The Dirt on Nicky

207

One is a chive, but there’s never just one

Let’s say you have seven leftover spinach raviolis and it’s time for breakfast. You, of course, anoint them with olive oil, sprinkle on dried basil and chopped fresh moringa, but instead of minced garlic add chopped garlic chive leaves. This was my breakfast this morning, and my first thought looking down at it was, “Man, I should open a restaurant.” My second thought was, “No, I shouldn’t.”

If you don’t know, garlic chive leaves look like flattened garden chive leaves but taste like mild garlic. One leaf is a chive, but seed packages and catalogs say chives because they figure you’ll have more than one leaf. Indeed, garden chives can be ambitiously productive, and you’ll have plenty leaves. Early on in my gardening adventure, someone must have given me a starter clump because I don’t remember ever having a garden without garlic chives. They’re as easy to grow as oregano.

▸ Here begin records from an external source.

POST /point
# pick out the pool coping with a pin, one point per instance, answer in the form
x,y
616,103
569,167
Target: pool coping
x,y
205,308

The leaves sprout out of a non-edible small tough bulb, and the bulbs always clump into clusters. The clusters expand over time, and the roots of the packed clumps become denser than you might expect, so the best plan is to dig up the cluster every two or three years, separate clumps and replant. This makes for healthier plants plus it maintains control because garlic chives intend to spread and conquer. The foliage will die back during really cold weather, but the clumps will resprout with vigor in spring.

As best as I can remember, garlic chives have been a mainstay in Asian cuisine for at least 4000 years. They are easy to grow and versatile in the kitchen for ambitious unskilled cooks like me. The leaves are waiting to be harvested throughout the growing season, and new leaves replace them.

This time of year, tall stalks will reach above the foliage, and edible buds develop on the end of the stalks. I once had a neighbor from Thailand who considered these buds a tasty specialty in Thai cuisine, and some mornings, I would find I had fewer buds than the night before.

These buds open into attractive florets of tiny white star-shaped flowers appreciated by bees and butterflies (and cooks from Thailand). Eventually the flowers develop papery envelopes containing little black triangular seeds. These seeds are focused and know exactly why they are on earth– drop all around or blow in the wind, find soil and make more garlic chives. They are at home all over eastern Asia and on at least one rocky hillside in northern Madison County.

After flowers fade, trim the entire clump back to 2-3 inches. Use the harvested leaves for mulch.

The plants can be grown as ornamentals because of the winsome white flowers standing above the green foliage, but beware of their ability to self-sow. Garlic chives are classified as an invasive species in Australia. A preventative strategy would be to clip the stalk before the flowers make seeds.

I remember years ago as a gung-ho naive young gardener saving seeds at the end of the year because it was easy and I was learning about saving seeds. Then it dawned on me the garlic chives are perennials, they successfully scatter their seeds without my assistance or permission, so I did not need to save their seeds. But I meant well.

Garlic chives are easy to use. Harvest a few leaves and snip them directly onto your favorite mishmash of rice with vegetables. They provide a mild garlic taste. You can also add snips to pasta sauce, burritos, stir-fries or scrambled eggs. It’s easy. Sprinkle snips on top of your lentils and barley – why not! It’s still a free country for now.

Clever gardeners who also cook could grow garlic chives in pots near the house for quick retrieval while cooking. I have some on my deck, but there is also a patch that sprouted uninvited in a front flower bed. Garlic chives are like that – give them a clump, they’ll make a cluster.